In this case, there is a model of $\sf ZF$ in which there is a field which is "morally isomorphic to $\Bbb K$, but not internally isomorphic to it". That is to say, we add a new copy of $\Bbb K$, but we remove the isomorphism, and indeed any bijection, while preserving the field structure, and every field extension of $\Bbb F$ embedding to both will be finite dimensional.

It's not hard to see that your "smallest field" will satisfy these properties, or at the very least, we can find such a field which will ensure no "smallest" exists.

Answer 3

Instead of constructing a radical closure $\Bbb{F}^{rad}$ by intersection, why not build it up by a process of union? Start with your base field $\Bbb{F}$ (in your particular case, the base field is $\Bbb{F}_2(x)$) which, by assumption, is not already radically closed (or this process will terminate at the very first step, lol). Your next field $\Bbb{F}_1 \supset \Bbb{F}$ is the union of all radical extensions of $\Bbb{F}$, $$\Bbb{F}_1 := \bigcup_{a \in \Bbb{F}} \left( \bigcup_{n \geq 2} \Bbb{F}(\sqrt[n]{a}) \right);$$ the next field $\Bbb{F}_2 \supset \Bbb{F}_1$ is the union of all radical extensions of $\Bbb{F}_1$, $$\Bbb{F}_2 := \bigcup_{a \in \Bbb{F}_1} \left( \bigcup_{n \geq 2} \Bbb{F}_1(\sqrt[n]{a}) \right);$$ and continuing in this way, you acquire a sequence of radical extensions $$... \supset \Bbb{F}_n \supset ... \supset \Bbb{F}_2 \supset \Bbb{F}_1 \supset \Bbb{F}.$$ Clearly the extension $\Bbb{F}_n/\Bbb{F}_{n-1}$ will be unique up to isomorphism at each stage, and so the entire chain is as well. Therefore $\Bbb{F}^{rad} := \bigcup_{n \geq 1} \Bbb{F}_n$ is unique up to isomorphism and every element of $\Bbb{F}^{rad}$ has an $n$th root in $\Bbb{F}^{rad}$ for all $n \geq 2$.

Edit: This chain method still works even if, as in OP's case, we just want a root for each element of the field. Start with the base field $F := \Bbb{F}_2(x)$. Construct $F_1 \supset F$ via $$F_1 := \bigcup_{a \in F^\times} \bigcup_{q \in \Bbb{Q}} F(a^q)$$ where to avoid Axiom of Choice we regard $a^q$, $q \in \Bbb{Q} \setminus \Bbb{Z}$, to be purely formal "powers" of the elements $a$ under appropriate equivalence relations, such as: $$(a^n)^q \sim (a^q)^n \text{ for all } q \in \Bbb{Q}, n \in \Bbb{Z}, a \in F^\times,$$ $$a^q a^r \sim a^{q+r} \text{ for all } q, r \in \Bbb{Q}, a \in F^\times,$$ or $$(ab)^q \sim a^q b^q \text{ for all } a, b \in F^\times, q \in \Bbb{Q}.$$ In most fields, root-of-unity issues would make setting up these equivalence relations fraught with difficulties, but since the only root of unity in $F = \Bbb{F}_2(x)$ is $1$ itself, these equivalence relations end up behaving the way we want them to, without much fuss. (Edit: We should also specify that $x \sim 0$ if $x^n = 0$ for some $n$.)
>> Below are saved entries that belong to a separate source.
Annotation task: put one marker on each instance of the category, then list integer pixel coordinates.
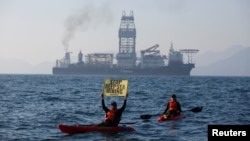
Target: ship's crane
(189, 53)
(152, 50)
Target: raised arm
(103, 103)
(124, 103)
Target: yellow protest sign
(114, 87)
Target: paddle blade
(147, 116)
(196, 109)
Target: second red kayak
(164, 118)
(73, 129)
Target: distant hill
(237, 64)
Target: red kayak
(73, 129)
(164, 118)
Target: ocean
(33, 105)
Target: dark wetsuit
(118, 115)
(173, 112)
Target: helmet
(113, 103)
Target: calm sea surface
(31, 106)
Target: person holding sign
(173, 107)
(113, 115)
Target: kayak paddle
(195, 110)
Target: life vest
(110, 115)
(172, 106)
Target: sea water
(31, 106)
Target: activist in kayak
(173, 108)
(114, 114)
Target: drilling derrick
(126, 57)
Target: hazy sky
(39, 30)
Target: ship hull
(178, 70)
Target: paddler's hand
(126, 96)
(102, 95)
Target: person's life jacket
(110, 115)
(173, 105)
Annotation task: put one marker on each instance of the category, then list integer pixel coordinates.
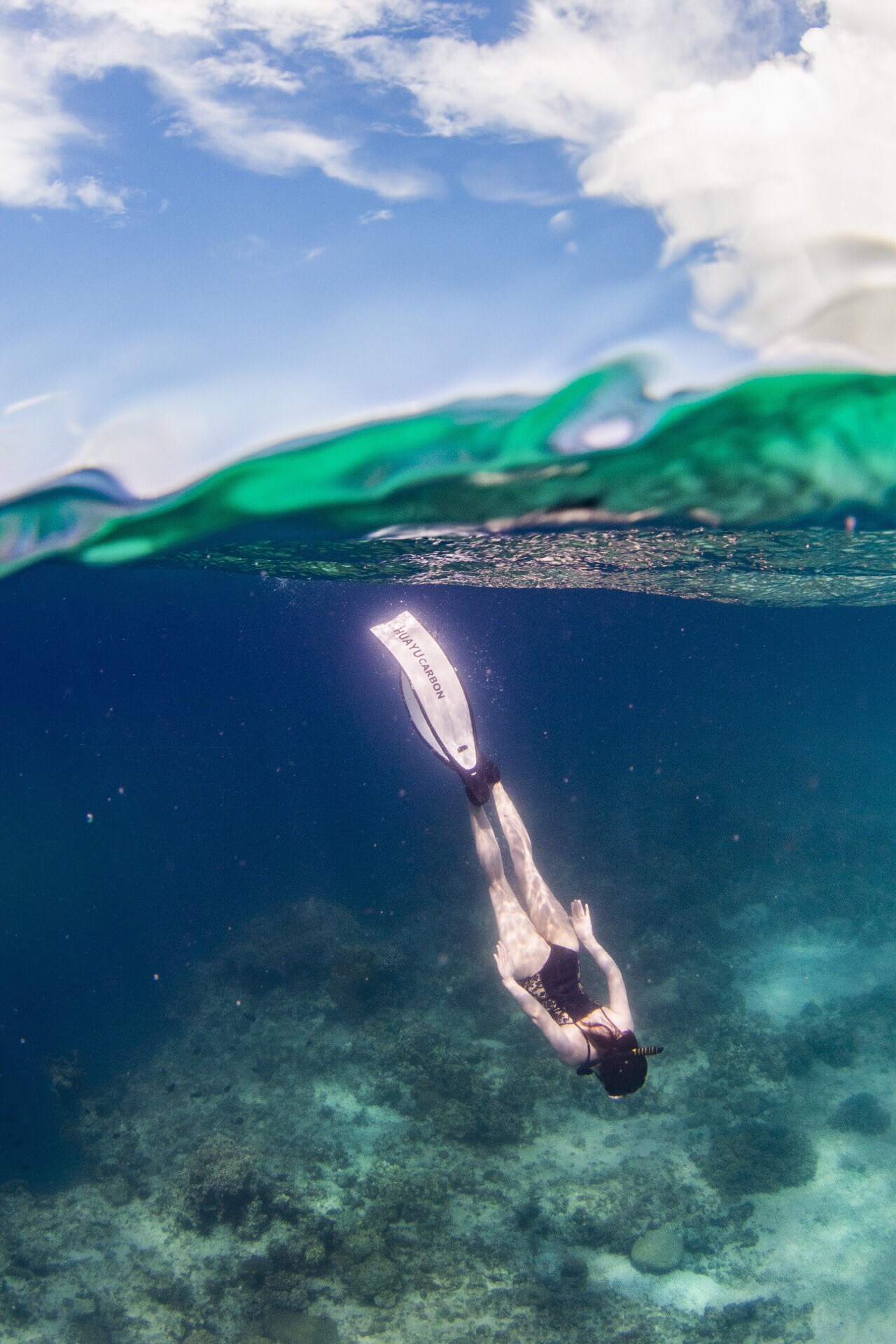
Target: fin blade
(435, 689)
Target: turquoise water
(792, 449)
(261, 1081)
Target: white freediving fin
(437, 704)
(418, 718)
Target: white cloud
(226, 73)
(788, 175)
(30, 402)
(771, 171)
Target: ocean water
(260, 1078)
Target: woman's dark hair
(621, 1065)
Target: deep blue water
(239, 743)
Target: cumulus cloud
(786, 175)
(760, 132)
(762, 144)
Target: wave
(776, 452)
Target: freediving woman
(538, 953)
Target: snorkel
(622, 1068)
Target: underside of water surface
(780, 489)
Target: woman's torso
(587, 1027)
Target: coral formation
(758, 1158)
(860, 1114)
(460, 1189)
(657, 1252)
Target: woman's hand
(504, 962)
(580, 921)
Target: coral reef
(312, 1158)
(860, 1114)
(757, 1158)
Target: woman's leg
(546, 911)
(528, 952)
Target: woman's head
(622, 1066)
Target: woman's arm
(530, 1006)
(618, 1006)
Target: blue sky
(227, 223)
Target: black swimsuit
(558, 988)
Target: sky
(229, 222)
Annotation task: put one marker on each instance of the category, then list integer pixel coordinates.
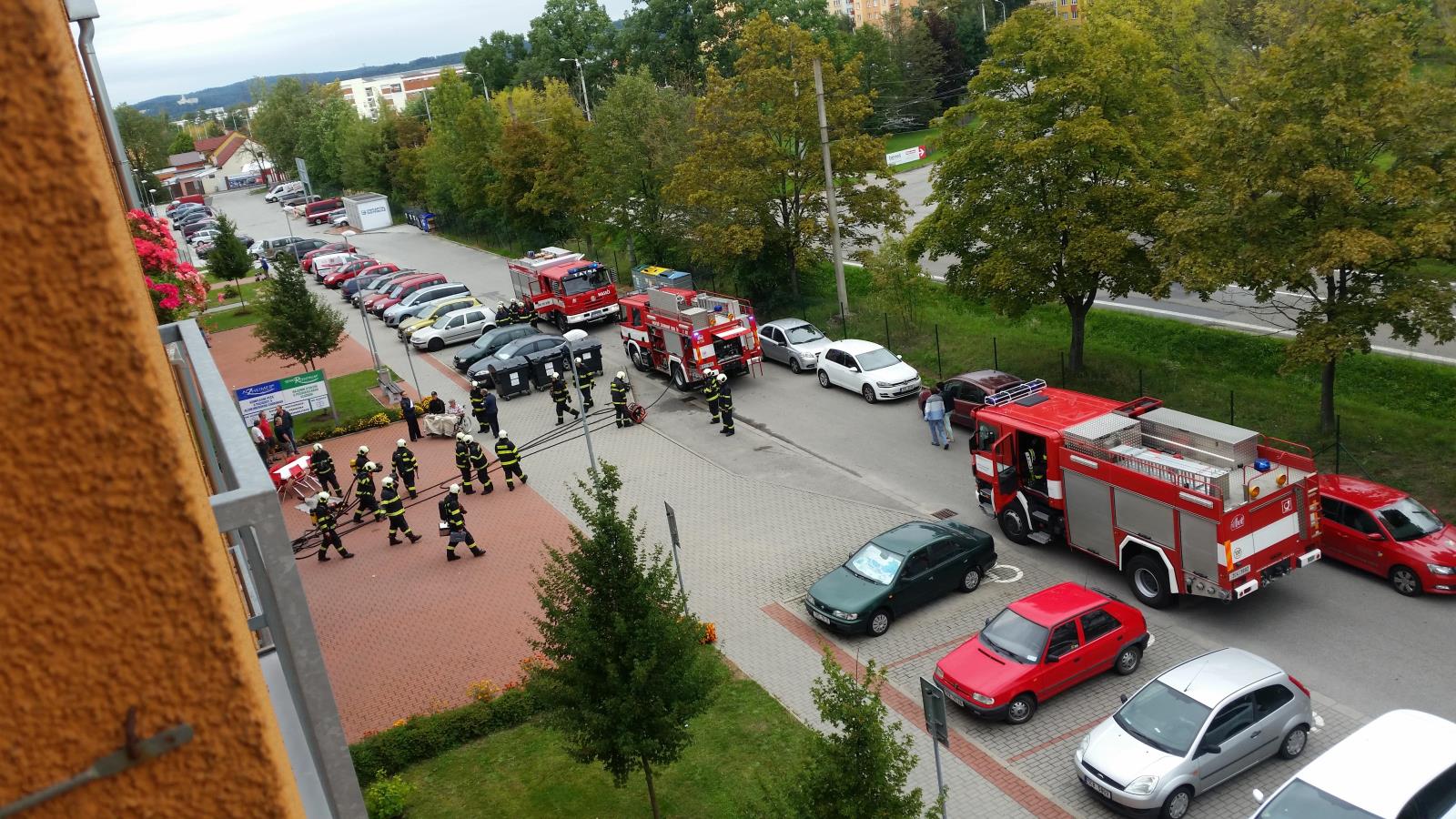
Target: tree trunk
(652, 792)
(1327, 397)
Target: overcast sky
(149, 48)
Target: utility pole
(829, 191)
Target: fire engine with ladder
(564, 288)
(681, 332)
(1181, 504)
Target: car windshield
(1016, 637)
(875, 564)
(804, 334)
(1407, 519)
(1302, 799)
(877, 359)
(1164, 717)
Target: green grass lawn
(744, 738)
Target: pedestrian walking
(327, 521)
(725, 404)
(364, 499)
(453, 516)
(562, 398)
(619, 399)
(935, 419)
(405, 467)
(407, 405)
(283, 430)
(480, 462)
(510, 460)
(322, 467)
(463, 462)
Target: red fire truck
(564, 288)
(1181, 504)
(681, 332)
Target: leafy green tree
(625, 671)
(859, 770)
(1327, 172)
(753, 187)
(638, 138)
(296, 324)
(1043, 194)
(229, 258)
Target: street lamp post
(582, 73)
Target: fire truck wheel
(1149, 581)
(1014, 525)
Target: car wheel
(1127, 659)
(1177, 804)
(1149, 581)
(1021, 709)
(1014, 525)
(1405, 581)
(880, 622)
(1295, 742)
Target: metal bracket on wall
(133, 753)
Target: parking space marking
(992, 770)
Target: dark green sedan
(906, 567)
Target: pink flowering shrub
(174, 285)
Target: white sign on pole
(903, 157)
(298, 394)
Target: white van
(284, 189)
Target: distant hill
(237, 94)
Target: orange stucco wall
(113, 588)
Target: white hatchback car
(1401, 765)
(868, 369)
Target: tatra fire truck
(1181, 504)
(681, 332)
(564, 288)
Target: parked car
(966, 392)
(897, 571)
(411, 303)
(1193, 727)
(793, 341)
(453, 329)
(1387, 532)
(1400, 765)
(433, 310)
(868, 369)
(490, 343)
(1041, 646)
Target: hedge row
(430, 734)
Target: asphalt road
(1340, 632)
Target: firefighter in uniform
(405, 467)
(725, 404)
(711, 392)
(619, 399)
(453, 516)
(562, 397)
(584, 382)
(395, 511)
(328, 523)
(364, 493)
(510, 460)
(463, 462)
(480, 462)
(322, 467)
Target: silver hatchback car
(1191, 729)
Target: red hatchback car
(1387, 532)
(1041, 646)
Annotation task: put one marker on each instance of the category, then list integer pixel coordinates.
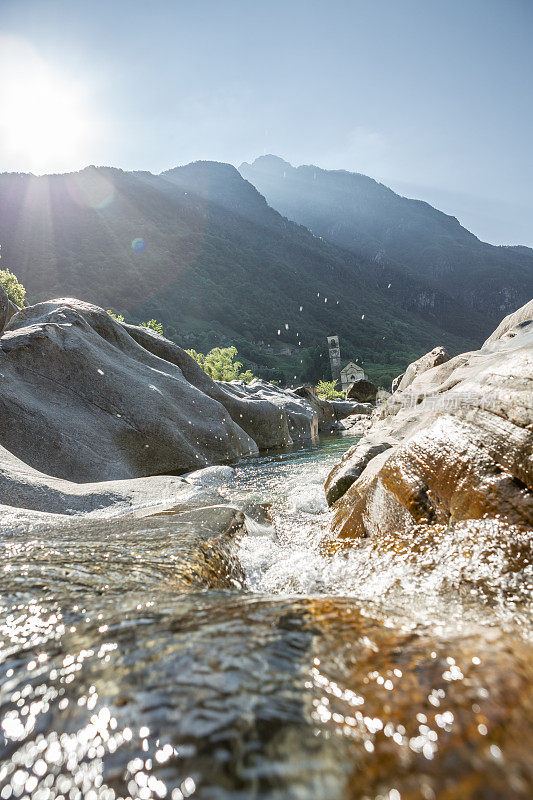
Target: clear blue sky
(432, 97)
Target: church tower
(334, 357)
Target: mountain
(199, 248)
(355, 212)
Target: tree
(118, 317)
(327, 391)
(14, 289)
(154, 325)
(220, 365)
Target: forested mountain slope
(366, 217)
(200, 249)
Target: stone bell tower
(334, 357)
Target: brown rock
(462, 437)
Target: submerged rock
(455, 445)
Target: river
(377, 673)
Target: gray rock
(345, 408)
(296, 416)
(513, 324)
(439, 355)
(362, 390)
(396, 382)
(24, 488)
(82, 400)
(267, 414)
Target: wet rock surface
(81, 400)
(462, 440)
(362, 391)
(174, 637)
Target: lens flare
(138, 245)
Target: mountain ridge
(217, 266)
(371, 220)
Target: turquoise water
(367, 675)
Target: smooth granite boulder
(456, 445)
(82, 400)
(362, 391)
(22, 487)
(439, 355)
(267, 414)
(296, 415)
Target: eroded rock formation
(455, 445)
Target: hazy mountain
(199, 248)
(369, 219)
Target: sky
(431, 97)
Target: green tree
(154, 325)
(326, 390)
(118, 317)
(14, 289)
(220, 364)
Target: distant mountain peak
(268, 162)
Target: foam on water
(435, 578)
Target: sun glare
(45, 123)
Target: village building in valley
(350, 373)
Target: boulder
(181, 550)
(296, 415)
(22, 487)
(345, 408)
(83, 401)
(439, 355)
(455, 445)
(396, 382)
(325, 411)
(362, 390)
(269, 415)
(513, 323)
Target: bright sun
(45, 125)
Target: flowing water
(398, 670)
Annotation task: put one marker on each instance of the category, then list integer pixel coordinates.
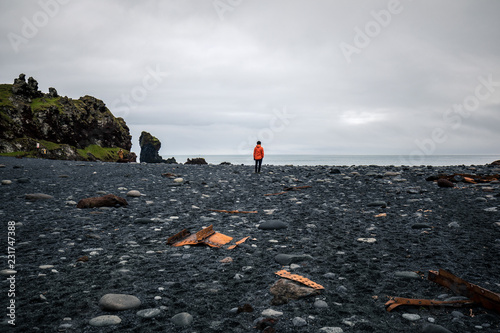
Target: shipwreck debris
(205, 236)
(288, 189)
(476, 295)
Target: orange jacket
(258, 152)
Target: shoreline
(413, 226)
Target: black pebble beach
(364, 233)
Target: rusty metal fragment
(298, 278)
(394, 302)
(288, 189)
(477, 294)
(233, 211)
(205, 236)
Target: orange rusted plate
(241, 241)
(394, 302)
(217, 240)
(484, 297)
(178, 236)
(298, 278)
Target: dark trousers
(258, 164)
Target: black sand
(425, 228)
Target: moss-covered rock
(83, 129)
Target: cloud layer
(322, 77)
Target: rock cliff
(35, 124)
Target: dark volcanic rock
(150, 146)
(196, 161)
(64, 128)
(109, 200)
(445, 183)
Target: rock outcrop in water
(150, 147)
(35, 124)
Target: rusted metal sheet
(241, 241)
(205, 236)
(484, 297)
(233, 211)
(298, 278)
(394, 302)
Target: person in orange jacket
(258, 155)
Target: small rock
(411, 316)
(133, 193)
(432, 328)
(379, 203)
(407, 275)
(148, 313)
(105, 321)
(118, 302)
(287, 259)
(331, 330)
(272, 313)
(445, 183)
(273, 225)
(182, 319)
(367, 240)
(320, 304)
(299, 322)
(38, 196)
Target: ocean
(348, 160)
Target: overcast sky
(305, 77)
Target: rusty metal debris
(205, 236)
(298, 278)
(233, 211)
(466, 178)
(476, 294)
(288, 189)
(394, 302)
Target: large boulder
(150, 146)
(47, 125)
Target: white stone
(367, 240)
(411, 316)
(107, 320)
(271, 313)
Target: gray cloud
(207, 79)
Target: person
(258, 155)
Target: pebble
(148, 313)
(182, 319)
(411, 316)
(432, 328)
(118, 302)
(37, 196)
(7, 272)
(331, 330)
(320, 304)
(299, 322)
(106, 320)
(287, 259)
(271, 313)
(407, 275)
(273, 225)
(367, 240)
Keep iterating this construction to get a new field $F_{k+1}$ from the previous field $F_k$: $$F_{k+1} := \bigcup_{a \in F_k^\times} \bigcup_{q \in \Bbb{Q}} F(a^q),$$ where we also add that our equivalence relations should obey $(a^q)^r \sim (a^r)^q \sim a^{rq}$ for all $a \in F_{k-1}$ and all $q, r \in \Bbb{Q}$. Then as before we get the desired field of radicals via $\bar{F} := \bigcup_{k \geq 1} F_k$, and any other field which is closed under radicals and contains the base field $F$ must contain a field isomorphic to $\bar{F}$, as $\bar{F}$ by construction contains all possible radical expressions which could be made out of elements of $F = \Bbb{F}_2(x)$ (or, at any rate, elements equivalent to same).